Doug Sheaffer – Pacific County

Aging in place

January 5, 2021

 

By: Doug Sheaffer

Email: doug.sheaffer@dshs.wa.gov

 

There are many people who have recently spent more time at home than usual. Some are enjoying it. Some are getting antsy. Some just want it to be more their choice than the conditions outside.

And for some, it’s not much different than prior to COVID stuff. Those with limited physical ability to be out and about as much as they’d like are discovering a kinship with a different section of the population.

Even those of us who continue to commute, run needed errands and/our work is essential, find ourselves at home more often and for longer periods.

Home is becoming a very familiar place indeed.

So while we’re there, let us consider what might be a familiar phrase to some: Aging in place.
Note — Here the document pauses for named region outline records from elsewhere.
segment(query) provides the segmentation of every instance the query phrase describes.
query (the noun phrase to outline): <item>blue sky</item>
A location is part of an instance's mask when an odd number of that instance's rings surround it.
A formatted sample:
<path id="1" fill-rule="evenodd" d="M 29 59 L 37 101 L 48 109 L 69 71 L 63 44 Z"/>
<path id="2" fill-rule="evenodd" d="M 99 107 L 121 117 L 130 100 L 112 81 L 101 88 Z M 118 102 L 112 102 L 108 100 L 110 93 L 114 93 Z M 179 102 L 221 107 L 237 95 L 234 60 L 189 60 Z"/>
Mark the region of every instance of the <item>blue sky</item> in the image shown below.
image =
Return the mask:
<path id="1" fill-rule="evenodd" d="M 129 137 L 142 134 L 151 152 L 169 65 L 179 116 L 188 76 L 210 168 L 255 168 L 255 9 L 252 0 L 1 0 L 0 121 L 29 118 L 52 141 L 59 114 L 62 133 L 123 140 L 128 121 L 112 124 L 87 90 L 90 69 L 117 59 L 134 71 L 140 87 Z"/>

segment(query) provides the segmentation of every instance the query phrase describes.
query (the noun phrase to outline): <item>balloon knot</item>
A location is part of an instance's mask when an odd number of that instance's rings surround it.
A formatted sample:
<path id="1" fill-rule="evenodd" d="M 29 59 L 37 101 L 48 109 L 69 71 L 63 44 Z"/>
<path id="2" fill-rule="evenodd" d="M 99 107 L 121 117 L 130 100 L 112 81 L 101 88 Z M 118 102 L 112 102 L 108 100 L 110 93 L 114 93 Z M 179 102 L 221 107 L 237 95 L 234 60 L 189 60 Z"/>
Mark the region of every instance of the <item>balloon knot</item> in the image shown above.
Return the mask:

I get we are all aging as long as we’re breathing. And I get we are all someplace, so we are in one way, all aging in place. The term, however, has come to be understood as the question:

If I’m staying here at home, what needs to be done for the long term?

              One way of thinking about this is using the “what if” method:

What if my health changes dramatically? What if I need to bring a family member into my home in order to care for them?

              Looking ahead at possibilities and considerations is less stressful than trying to deal with an unexpected and drastic change after it occurs.

So, consider:

  • Might a wheelchair or walker be in my near future? Are the doorways wide enough to accommodate them?
  • If I live in a two or three story house, will the areas I need be easily accessible? (Is the bedroom upstairs and the bathroom downstairs? What about kitchen access?)
  • What about being able to even enter the house? Steps? Would a ramp be advisable?
  • Even if mobility isn’t a huge issues, what about being steady when you transfer, bathe, etc? Grab bars in the bathroom help a lot of people, as do lift chairs in the living area.
  • Maybe a “just-in-case” item like a personal response unit? (The often repeated “I’ve fallen and can’t get up” unit.) These can be on standby until/unless they’re needed.

Is that all? Very likely not. Each home is unique just as we are. This may be just a starting point for considerations.

Since we’re more at home than usual, try looking around with “what if” eyes. Be safe now..and then.